English-born politician and soldier (1808–1865)

Charles Stanfield Taylor (1808 – November 1, 1865), sometimes Standfield, was an English-born politician and soldier of Texas.

== Biography ==
Taylor was born in 1808, in London. His parents died when he was a child, and was raised by his uncle. He immigrated to New York City in 1828. He moved to Nacogdoches in 1830, which was part of Mexico at the time.

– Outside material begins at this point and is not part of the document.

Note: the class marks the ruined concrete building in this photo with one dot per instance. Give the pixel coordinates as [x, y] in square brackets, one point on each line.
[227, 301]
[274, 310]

He gained his Mexican citizenship on April 1, 1830. He fought in the Battle of Nacogdoches in 1832, and represented Nacogdoches in the Convention of 1832. In 1833, he moved to San Augustine, Texas, and was elected mayor on January 1, 1834. He returned to Nacogdoches that summer, and served as the land commissioner of San Augustine from April 25, 1835, to the beginning of the Texas Revolution. He was one of four representatives for Nacogdoches in the Convention of 1836. Taylor was a signer of the Texas Declaration of Independence. He moved to Louisiana for the duration of the revolution. In November 1838, Sam Houston nominated him to survey the Texas border. Mirabeau B. Lamar withdrew his nomination after assuming office.

During the American Civil War, Taylor fought in the 2nd Texas Cavalry Regiment. He died on November 1, 1865. His son Lawrence married the daughter of Robert Anderson Irion. In 1936, a monument was built on his grave.